The Category 3 storm strengthened dramatically over the weekend in a historic burst of intensification scientists said was fueled by human-caused climate change. It briefly peaked as a Category 5 hurricane before weakening.
In its latest advisory, the US National Hurricane Center said the Atlantic season’s first hurricane was packing maximum sustained winds of 205kmh while moving northwest at 12.9kmh.
Erin is “unusually large”, with hurricane force winds extending 128km from the centre and tropical storm winds extending 370km, the NHC said.
The storm’s outer bands were forecast to dump rain across Cuba and the Dominican Republic through Monday as well as the Turks and Caicos and the southeast Bahamas – where a tropical storm warning is in place – into Tuesday.
These regions could receive localised totals of up to 10cm of rain, according to the NHC.
The agency’s deputy director, Jamie Rhome, warned Americans not to assume the hurricane won’t impact them simply because its track keeps it offshore.
“Nothing could be further from the truth for portions of the Mid-Atlantic, especially the Outer Banks of North Carolina,” he said. On Wednesday and Thursday, waves of up to 6m, coastal flooding and storm surge “could overwash dunes and flood homes, flood roads and make some communities impassable”, he said.
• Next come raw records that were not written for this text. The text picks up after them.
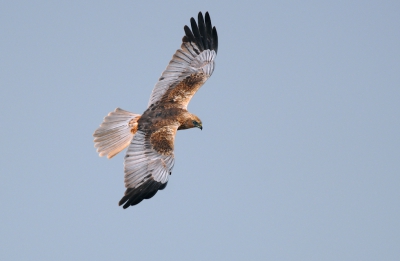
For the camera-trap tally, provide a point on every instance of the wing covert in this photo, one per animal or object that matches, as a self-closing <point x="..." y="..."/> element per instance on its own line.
<point x="148" y="164"/>
<point x="195" y="59"/>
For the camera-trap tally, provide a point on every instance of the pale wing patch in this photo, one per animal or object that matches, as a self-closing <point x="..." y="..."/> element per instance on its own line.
<point x="143" y="162"/>
<point x="115" y="132"/>
<point x="184" y="63"/>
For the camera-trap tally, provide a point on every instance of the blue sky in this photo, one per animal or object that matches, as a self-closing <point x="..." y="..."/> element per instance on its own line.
<point x="298" y="158"/>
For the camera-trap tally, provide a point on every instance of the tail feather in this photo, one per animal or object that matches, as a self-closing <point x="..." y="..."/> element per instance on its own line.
<point x="115" y="132"/>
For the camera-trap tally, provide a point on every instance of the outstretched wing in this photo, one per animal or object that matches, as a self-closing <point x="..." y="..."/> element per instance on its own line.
<point x="190" y="66"/>
<point x="148" y="164"/>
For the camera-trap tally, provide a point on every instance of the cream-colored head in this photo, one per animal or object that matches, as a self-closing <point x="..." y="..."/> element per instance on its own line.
<point x="191" y="121"/>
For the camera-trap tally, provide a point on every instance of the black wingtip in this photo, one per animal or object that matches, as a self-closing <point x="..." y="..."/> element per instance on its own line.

Evacuations have been ordered for two North Carolina islands, Ocracoke and Hatteras.
From Tuesday, much of the East Coast will face a high risk of life-threatening surf and rip currents, which occur when channels of water surge away from the shore.
In Puerto Rico, a US territory of more than three million people, weekend flooding swamped homes and roads in the island’s east, and widespread power outages left residents in the dark, though nearly all service has since been restored.